Launching EC2 On Demand: Video Transcoding

by

At Grio, we use EC2 to power almost all of our server needs. Amazon hosting provides a convenient means of housing a web server and database server, a wiki, and our client development environment. It’s a cost efficient solution for companies like ours, in that we can avoid the hassle or purchasing and maintaining hardware. The strategy allows us to add servers only when we need them and remove them when they are no longer needed. Since Amazon’s pricing structure is based on the duration of server’s up-time, we want to make sure that we only use a server when necessary.

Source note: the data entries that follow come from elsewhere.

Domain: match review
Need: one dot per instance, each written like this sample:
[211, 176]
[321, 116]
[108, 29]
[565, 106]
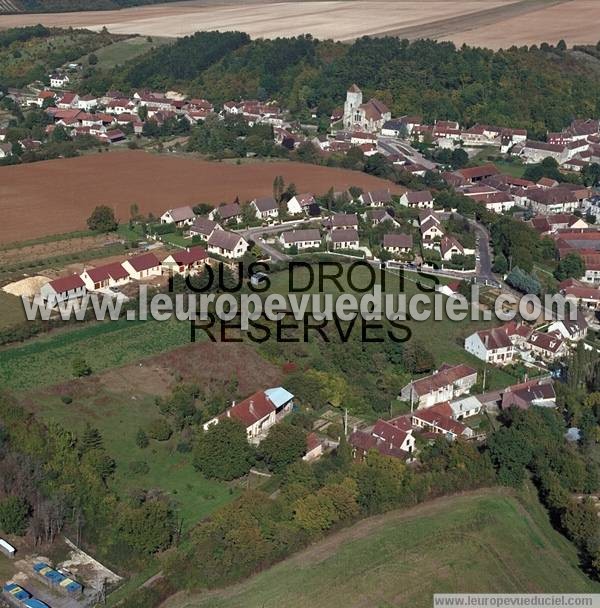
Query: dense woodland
[534, 88]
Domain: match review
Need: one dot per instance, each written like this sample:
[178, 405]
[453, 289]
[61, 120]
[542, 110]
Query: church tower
[353, 101]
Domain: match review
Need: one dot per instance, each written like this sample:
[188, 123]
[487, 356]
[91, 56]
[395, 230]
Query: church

If you’re interested in saving money (who isn’t?) your EC2 instances should have a limited idle time. In this blog entry, I’ll discuss how one can create an EC2 instance (which is equivalent to a “server”), use it to process computing-intensive tasks, and terminate it when the process is completed. We assume some familiarity with the EC2 API.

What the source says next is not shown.